‘BULLHEAD’ Film Review by C A Hall Spellbreaker Studios

Second SightWhat is the purpose of testosterone? That courageous question is the dangerous epicenter of this dramatic film. Jackie, a grown man, who lost his ability to create this hormone as a boy, (in one of the most unbelievable scenes ever recorded on film) struggles his whole life to answer that question. His answer, when it comes quietly in the middle of all the film’s violence is heartbreaking.
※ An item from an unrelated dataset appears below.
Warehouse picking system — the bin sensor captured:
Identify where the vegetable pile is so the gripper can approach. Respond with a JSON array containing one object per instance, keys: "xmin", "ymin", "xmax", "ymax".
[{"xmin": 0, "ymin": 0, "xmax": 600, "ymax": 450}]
So don’t miss it, amidst the cops and robbers, slaughter and better living through chemistry for both animals and humans. You’re on a wild ride though the harshest of all Flemish countrysides.  Jackie is in the ‘meat business’. He’s spent his entire life working with animals. Yet he insists on his humanity. ‘I’m not an animal’ he says, though he growls like a caged creature when he tells us his understanding of what he’s missing. The feeling and purpose of testosterone he enunciates as a natural force going down to its root: to protect. Women, children, the life force itself, he knows this first hand from his work raising cattle and butchering. He translates all of his experience into a feeling for protecting a woman, the one who was the first to evoke his sexual awareness before the ‘accident’. Its like watching Brando say, ‘I could have been a contender’.

Jackie longs for his own nature, in a modernity where masculinity has become only an image of violence and bravado and where true earthly pleasure is divorced from the care taking responsibility which is its source. He craves a feeling of that beauty which he cannot produce naturally. So we watch him driven mad to chemically create its possibility amidst loss. All the incredible Writing, Directing, Acting, and Camerawork serve this tragedy, making it an expertly created film, but one of the hardest films to watch. Yet it’s worth seeing. You’ll think a long time about what we’re doing to nature, animals and ourselves.